After the short excitement of independence, for decades Africa was relegated to the battleground of the Cold War. Torn into two camps, the West and the Soviet bloc, Africa was never strategically as important as Asia or Latin America for either of the superpowers. Violent conflicts, civil wars, the Rwandan genocide, natural disasters and diseases like HIV/AIDS and widespread economic and social despair were realities that feed the dominant image about Africa in the 1990s. Africa was seen as the “lost continent”.
African leaders faced with the economic and social crisis, violent conflicts, natural disasters and diseases, embarked on new political initiatives (African Union, NEPAD). In many countries, popular protest escalated from below demanding an end to authoritarian and corrupt governments and new political initiatives to effectively combat poverty and unemployment.

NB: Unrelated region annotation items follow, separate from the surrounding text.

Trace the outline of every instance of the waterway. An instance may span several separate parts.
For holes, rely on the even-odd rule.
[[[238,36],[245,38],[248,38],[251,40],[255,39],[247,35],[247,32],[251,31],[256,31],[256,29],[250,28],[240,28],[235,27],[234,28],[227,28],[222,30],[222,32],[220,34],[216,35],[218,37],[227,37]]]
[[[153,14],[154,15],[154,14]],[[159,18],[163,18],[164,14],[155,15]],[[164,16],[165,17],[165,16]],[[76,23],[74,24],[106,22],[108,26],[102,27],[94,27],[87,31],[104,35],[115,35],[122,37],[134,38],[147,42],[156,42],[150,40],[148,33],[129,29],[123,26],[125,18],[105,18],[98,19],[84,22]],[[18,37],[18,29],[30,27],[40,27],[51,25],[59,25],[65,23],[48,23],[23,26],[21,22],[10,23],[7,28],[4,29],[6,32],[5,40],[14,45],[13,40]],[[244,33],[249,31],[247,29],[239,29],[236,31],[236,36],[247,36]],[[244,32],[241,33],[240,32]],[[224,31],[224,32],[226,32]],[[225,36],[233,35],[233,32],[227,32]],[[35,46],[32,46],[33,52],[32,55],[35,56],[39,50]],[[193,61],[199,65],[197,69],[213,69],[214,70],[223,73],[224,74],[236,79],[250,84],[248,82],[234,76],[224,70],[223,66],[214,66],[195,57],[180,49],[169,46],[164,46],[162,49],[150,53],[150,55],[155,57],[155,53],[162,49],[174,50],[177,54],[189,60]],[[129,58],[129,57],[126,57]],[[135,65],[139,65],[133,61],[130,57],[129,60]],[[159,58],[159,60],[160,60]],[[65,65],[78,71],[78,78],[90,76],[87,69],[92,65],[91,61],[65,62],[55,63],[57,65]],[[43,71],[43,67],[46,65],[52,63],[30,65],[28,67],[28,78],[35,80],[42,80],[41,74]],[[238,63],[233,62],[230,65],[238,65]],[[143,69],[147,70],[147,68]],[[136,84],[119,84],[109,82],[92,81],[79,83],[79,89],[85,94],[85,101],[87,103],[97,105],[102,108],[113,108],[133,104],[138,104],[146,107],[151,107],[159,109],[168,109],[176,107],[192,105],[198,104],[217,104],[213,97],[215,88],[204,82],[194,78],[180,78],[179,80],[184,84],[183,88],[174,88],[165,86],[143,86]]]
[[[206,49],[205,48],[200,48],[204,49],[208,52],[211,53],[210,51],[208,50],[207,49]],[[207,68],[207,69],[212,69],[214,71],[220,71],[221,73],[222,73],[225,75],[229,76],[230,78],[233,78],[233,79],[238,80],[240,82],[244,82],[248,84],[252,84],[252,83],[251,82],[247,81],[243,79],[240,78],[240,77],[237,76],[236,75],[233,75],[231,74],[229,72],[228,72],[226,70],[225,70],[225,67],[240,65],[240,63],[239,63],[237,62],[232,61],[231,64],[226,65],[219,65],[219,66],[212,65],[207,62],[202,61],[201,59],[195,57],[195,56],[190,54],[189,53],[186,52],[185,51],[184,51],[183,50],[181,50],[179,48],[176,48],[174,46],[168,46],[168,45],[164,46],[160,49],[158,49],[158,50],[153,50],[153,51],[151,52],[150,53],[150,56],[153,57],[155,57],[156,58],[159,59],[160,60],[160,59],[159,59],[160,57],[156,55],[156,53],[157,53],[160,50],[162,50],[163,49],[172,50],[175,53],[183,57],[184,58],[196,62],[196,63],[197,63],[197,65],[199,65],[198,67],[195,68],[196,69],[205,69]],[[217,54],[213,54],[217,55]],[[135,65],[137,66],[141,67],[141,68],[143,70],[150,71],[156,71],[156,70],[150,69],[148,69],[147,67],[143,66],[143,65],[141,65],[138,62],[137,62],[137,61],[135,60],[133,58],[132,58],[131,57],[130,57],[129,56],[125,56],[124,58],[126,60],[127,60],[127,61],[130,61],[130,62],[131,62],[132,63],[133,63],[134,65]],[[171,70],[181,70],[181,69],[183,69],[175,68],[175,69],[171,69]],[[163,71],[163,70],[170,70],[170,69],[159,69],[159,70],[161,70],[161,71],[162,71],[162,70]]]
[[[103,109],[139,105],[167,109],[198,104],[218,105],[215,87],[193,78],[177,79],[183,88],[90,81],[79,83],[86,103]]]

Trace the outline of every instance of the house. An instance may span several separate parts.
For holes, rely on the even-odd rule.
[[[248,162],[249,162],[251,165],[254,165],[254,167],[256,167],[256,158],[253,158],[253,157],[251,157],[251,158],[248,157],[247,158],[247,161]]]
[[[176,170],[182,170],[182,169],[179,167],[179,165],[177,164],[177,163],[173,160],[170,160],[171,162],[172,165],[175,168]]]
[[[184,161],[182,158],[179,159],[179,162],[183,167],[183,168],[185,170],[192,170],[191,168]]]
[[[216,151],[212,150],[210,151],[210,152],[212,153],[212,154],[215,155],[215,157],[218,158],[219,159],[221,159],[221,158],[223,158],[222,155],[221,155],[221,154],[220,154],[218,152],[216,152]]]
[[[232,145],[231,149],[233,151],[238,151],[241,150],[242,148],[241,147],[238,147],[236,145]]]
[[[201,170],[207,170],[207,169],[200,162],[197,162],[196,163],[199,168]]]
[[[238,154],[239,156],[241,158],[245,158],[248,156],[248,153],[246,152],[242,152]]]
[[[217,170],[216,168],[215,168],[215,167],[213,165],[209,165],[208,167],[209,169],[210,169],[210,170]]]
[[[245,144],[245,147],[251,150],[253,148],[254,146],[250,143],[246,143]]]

With China’s increasing economic interest in Africa, the continent regained international interest. States and multinational companies are eyeing Africa’s resources. There is a scramble for its minerals and oil to supply world production, its land to feed a burgeoning world population and for a marketing foothold to attract Africa’s growing middle class to consume Chinese, American, German or French products.
Rosa Luxemburg Stiftung Dakar analyses the transformation of Africa’s place in the world as it is shaped by external and internal forces.